“Prima il dovere e poi il piacere” è un detto conosciuto e spesso utilizzato per sollecitare il senso di responsabilità, il rigore, la buona condotta. Il rischio è quello di percepire il dovere e il piacere come due polarità contrapposte. Non è propriamente cosi: per un buon equilibrio psicologico è importante che dovere e piacere siano due dimensioni compresenti ed integrate. Scopriamo insieme, attraverso brevi input di riflessione quali sono gli aspetti più rilevanti nel determinare il rapporto di una persona con il dovere e il piacere, pur senza dimenticare l’imprescindibile soggettività e singolarità di ogni condizione.
Individuo e Ambiente: il puzzle dell’unicità
Esiste una multifattorialità nel determinare i fenomeni psichici. Ogni individuo ha una capacità di autodeterminazione nella propria vita e possiede un ruolo attivo per poter incidere sulla realtà. Evidentemente ciò non significa che si ha il potere di essere onnipotenti, ma è importante non percepirsi impotenti. È auspicabile raggiungere un senso di Responsabilità Soggettiva, intesa come consapevolezza di sé, dei propri limiti e risorse. La persona è in interazione bidirezionale e reciproca con l’ambiente, in primis familiare. Per comprendere un comportamento non si può non considerare la cornice socioculturale di riferimento. La polarizzazione sulla dimensione del dovere o del piacere, può essere riconducibile a più fattori interagenti, tra cui: l’educazione ricevuta; la percezione di Sé; il grado di maturità emotiva; aspetti intrapsichici inconsci. Ad esempio, dal punto di vista relazionale è probabile che una donna che abbia un senso del dovere molto sviluppato e una difficoltà nel concedersi il piacere possa avere un trascorso di figlia da “brava bambina”, di colei che ha sentito che doveva essere composta, educata e buona per essere amata. Al contrario, una persona che sperimenta apparentemente senza freni il piacere ed ha difficoltà ad avere il senso del dovere può sottendere una scarsa autostima. Un giovane che non riesce a portare a compimento né lo studio, né un impegno lavorativo, ad esempio, ma trascorre allegre serate e vivaci vacanze può essere un figlio che si è sentito svalutato, che non ha percepito fiducia nei propri riguardi e che non ha maturato un senso di autostima ed autoefficacia. L’ assunzione di responsabilità diviene quindi difficile da raggiungere, restando in una posizione di dipendenza dalla famiglia d’origine. Vi sono persone che vivono entrambi le dimensioni, dovete e piacere, come due aspetti scomodizzati, come se avvenisse uno sdoppiamento e anche la persona fosse protagonista di una scissione, di un dualismo. Per vivere con maggiore autenticità e consapevolezza sia il dovere che il piacere occorre una profonda integrazione.

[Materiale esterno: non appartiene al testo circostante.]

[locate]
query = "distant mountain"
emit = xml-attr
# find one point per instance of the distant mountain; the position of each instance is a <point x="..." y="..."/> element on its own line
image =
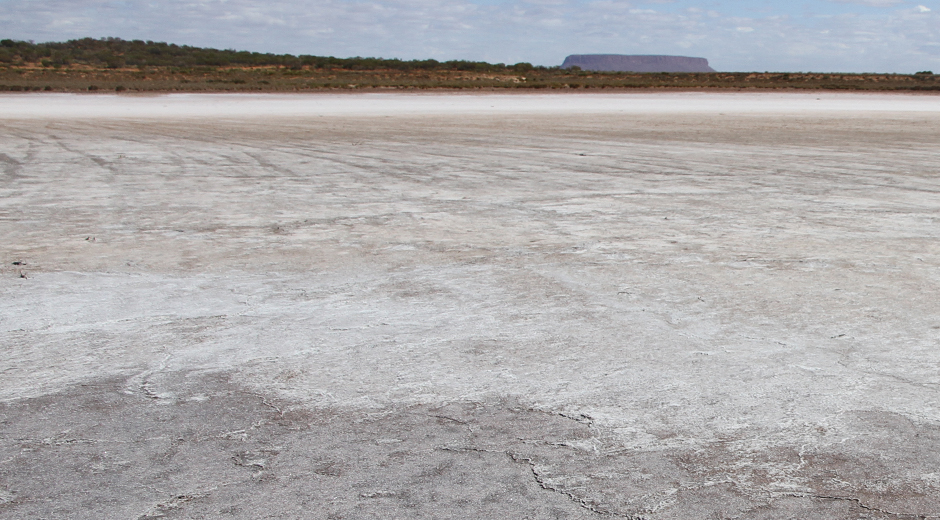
<point x="624" y="63"/>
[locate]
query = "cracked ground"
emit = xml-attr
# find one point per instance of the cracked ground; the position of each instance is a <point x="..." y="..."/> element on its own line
<point x="606" y="307"/>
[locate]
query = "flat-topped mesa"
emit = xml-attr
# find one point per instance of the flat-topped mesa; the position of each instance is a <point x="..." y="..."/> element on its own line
<point x="624" y="63"/>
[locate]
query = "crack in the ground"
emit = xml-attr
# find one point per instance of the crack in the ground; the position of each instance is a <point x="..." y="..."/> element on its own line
<point x="518" y="459"/>
<point x="858" y="501"/>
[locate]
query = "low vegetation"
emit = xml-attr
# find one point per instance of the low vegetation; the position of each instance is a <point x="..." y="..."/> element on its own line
<point x="112" y="64"/>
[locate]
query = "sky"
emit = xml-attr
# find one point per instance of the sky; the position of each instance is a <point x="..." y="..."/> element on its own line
<point x="734" y="35"/>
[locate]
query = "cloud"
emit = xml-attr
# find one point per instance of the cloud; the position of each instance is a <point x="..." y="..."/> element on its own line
<point x="870" y="3"/>
<point x="509" y="31"/>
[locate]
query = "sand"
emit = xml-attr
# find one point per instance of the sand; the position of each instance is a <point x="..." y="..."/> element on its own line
<point x="641" y="305"/>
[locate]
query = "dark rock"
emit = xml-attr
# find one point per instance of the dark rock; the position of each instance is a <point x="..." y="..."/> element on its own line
<point x="624" y="63"/>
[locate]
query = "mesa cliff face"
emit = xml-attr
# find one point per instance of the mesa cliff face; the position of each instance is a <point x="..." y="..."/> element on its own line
<point x="624" y="63"/>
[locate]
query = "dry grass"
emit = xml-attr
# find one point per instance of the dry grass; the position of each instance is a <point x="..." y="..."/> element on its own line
<point x="32" y="77"/>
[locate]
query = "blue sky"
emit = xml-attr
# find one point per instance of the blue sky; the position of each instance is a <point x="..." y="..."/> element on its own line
<point x="735" y="35"/>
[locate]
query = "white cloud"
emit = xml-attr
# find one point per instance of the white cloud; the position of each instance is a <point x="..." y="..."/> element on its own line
<point x="541" y="32"/>
<point x="871" y="3"/>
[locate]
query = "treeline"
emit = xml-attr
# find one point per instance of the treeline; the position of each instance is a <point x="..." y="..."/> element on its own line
<point x="115" y="53"/>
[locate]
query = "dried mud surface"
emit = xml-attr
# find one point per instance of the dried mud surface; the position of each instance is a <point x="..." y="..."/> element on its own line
<point x="647" y="315"/>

Il conflitto tra dovere e piacere
È rischioso vivere dovere e piacere come due aspetti in opposizione. Ciò può contribuire a provocare effetti disfunzionali, tra cui: non valorizzare il momento presente; sovraccaricarsi di impegni; idealizzare il piacere restandone delusi; sviluppare somatizzazioni corporee e disagi nel sonno e nel rapporto con il cibo. La concezione dualistica rimanda ad un arcaico conflitto interno che la persona può sperimentare. Un conflitto che se focalizzato su due poli cristallizzati ed estremizzati sarà irrisolvibile. Il dovere sarà associato inevitabilmente alla frustrazione e il piacere al rimpianto, al senso di colpa. È necessario ampliare il significato di dovere e piacere. Il piacere non si riferisce solo alle immagine canoniche di divertimento, sesso e cibo, euforia ed eccitazione ma comprende la modalità e la partecipazione con cui la persona svolge e vive le esperienze. Esistono diversi gradi di piacere, che erroneamente tende ad essere connesso agli eccessi. Il dovere può contenere piacevolezza, soddisfazione, realizzazione. Il dovere non è solo alienante e il piacere non è solo eccitante ma esiste un continuum su cui si sviluppano entrambe le aree. Superare il dualismo significa poter vivere una densa giornata lavorativa con piacere, oltre alla stanchezza, senza attendere un inesistente futuro paradisiaco ma potendo godere di un successo professionale, del rientro a casa, del qui ed ora, sentendosi vivi.
Diritto alla soggettività
Il mondo psichico anela alla totalità e all’integrazione. La psicoterapia accompagna la persona in un viaggio di consapevolezza di sé, sostenendola verso il diritto di espressione della propria soggettività. Si tratta di attraversare il ponte invisibile dal “dover essere” al “poter essere”. Il rapporto con e tra il dovere e il piacere richiede di essere scoperto, significato e rimodulato alla luce dell’unicità della persona verso la possibilità di sentire il diritto alla vita.